La bouffe de Noël

J’ai beau ne pas être une grande fan des réunions familiales et ne pas être catholique, je crois que j’aime bien Noël quand même, finalement. Pour la simple et bonne raison que c’est un des moments de l’année où tu peux te faire péter le bide, et que c’est toujours ça de pris.

En plus, l’intérêt de Noël en famille, c’est de manger des trucs que je ne pourrais jamais me payer d’habitude, comme du foie gras. Oui, je sais, le foie gras c’est mal, en plus de tuer des animaux c’est de la cruauté en les gavant dans des élevages industriels merdiques, mais quand je vois les tranches sur la table je saute quand même dessus. Pour me déculpabiliser, j’essaie de me dire que de toute façon, la pauvre bête est morte, et que si j’en prends triple ration, c’est toujours ça que les hétéros n’auront pas.

Évidemment, Noël, c’est aussi la pelletée de  chocolats, de bûches, qui ont l’avantage de ne même pas poser de problème moraux. Et quand tout ça est fini, il y a toujours moyen de prendre un air triste et de dire «c’est bête, pour la fête des rois on ne sera pas en famille…», puis de suggérer d’un air innocent qu’à défaut, on peut au moins se manger une galette à la frangipane.

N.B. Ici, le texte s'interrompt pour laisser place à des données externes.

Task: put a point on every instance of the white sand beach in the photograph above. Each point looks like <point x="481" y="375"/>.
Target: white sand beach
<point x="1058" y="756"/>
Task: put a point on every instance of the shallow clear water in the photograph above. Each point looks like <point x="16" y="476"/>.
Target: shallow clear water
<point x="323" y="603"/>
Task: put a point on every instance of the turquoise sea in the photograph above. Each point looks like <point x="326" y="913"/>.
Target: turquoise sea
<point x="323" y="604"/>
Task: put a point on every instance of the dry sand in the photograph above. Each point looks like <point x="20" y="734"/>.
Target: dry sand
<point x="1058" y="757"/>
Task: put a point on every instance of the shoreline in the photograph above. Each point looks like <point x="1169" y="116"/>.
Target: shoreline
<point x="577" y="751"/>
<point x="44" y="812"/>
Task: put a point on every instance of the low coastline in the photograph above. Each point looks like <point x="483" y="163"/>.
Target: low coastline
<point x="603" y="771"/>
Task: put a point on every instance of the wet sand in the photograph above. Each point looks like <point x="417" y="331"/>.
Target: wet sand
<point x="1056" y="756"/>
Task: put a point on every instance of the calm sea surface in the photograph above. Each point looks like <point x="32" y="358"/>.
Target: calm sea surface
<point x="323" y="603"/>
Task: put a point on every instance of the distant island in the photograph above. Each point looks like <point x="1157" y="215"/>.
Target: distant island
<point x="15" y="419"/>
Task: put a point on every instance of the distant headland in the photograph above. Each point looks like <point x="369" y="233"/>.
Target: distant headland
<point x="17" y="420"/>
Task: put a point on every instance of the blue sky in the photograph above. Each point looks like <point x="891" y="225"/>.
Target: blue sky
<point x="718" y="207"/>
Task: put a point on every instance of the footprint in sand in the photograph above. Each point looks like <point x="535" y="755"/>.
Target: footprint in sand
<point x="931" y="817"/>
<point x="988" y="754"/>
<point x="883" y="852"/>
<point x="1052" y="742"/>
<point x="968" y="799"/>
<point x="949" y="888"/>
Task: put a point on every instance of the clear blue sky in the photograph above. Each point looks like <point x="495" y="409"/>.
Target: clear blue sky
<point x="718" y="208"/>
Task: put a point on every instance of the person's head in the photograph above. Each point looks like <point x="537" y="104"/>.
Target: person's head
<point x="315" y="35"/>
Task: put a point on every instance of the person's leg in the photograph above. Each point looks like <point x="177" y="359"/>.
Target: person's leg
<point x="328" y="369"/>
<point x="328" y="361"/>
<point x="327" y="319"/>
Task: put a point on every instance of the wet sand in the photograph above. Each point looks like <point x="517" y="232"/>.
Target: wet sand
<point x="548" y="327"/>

Le «backlash» de tout ça, c’est qu’après il faut se fader tous les gens qui se sont goinfrés aussi et qui viennent râler après : «oh, j’ai pris deux kilos, c’est horrible». Y compris des gens minces qui sont toujours aussi minces et qui viennent pleurer parce qu’ils ont pris un peu de gras.

Là, en tant que grosse, je serais, politiquement parlant, censée être tolérante et dire que oui, tout le monde a un rapport au corps différent et qu’effectivement ça peut être traumatisant de ne plus pouvoir rentrer dans du 36, mais franchement, j’estime qu’à force de ne pas trouver de fringues à ma taille, de me faire emmerder par les médecins et par la société de façon plus générale, et de me sentir comme une merde parce que je fais du XXL, j’ai gagné le putain de droit de ne plus avoir à entendre les jérémiades des minces n’ayant pas de trouble du comportement alimentaire, et qui, s’ils/elles sont vraiment si traumatisé/e/s que ça par leurs 500 grammes de trop, n’ont qu’à me filer leur part de bûche plutôt que de se plaindre.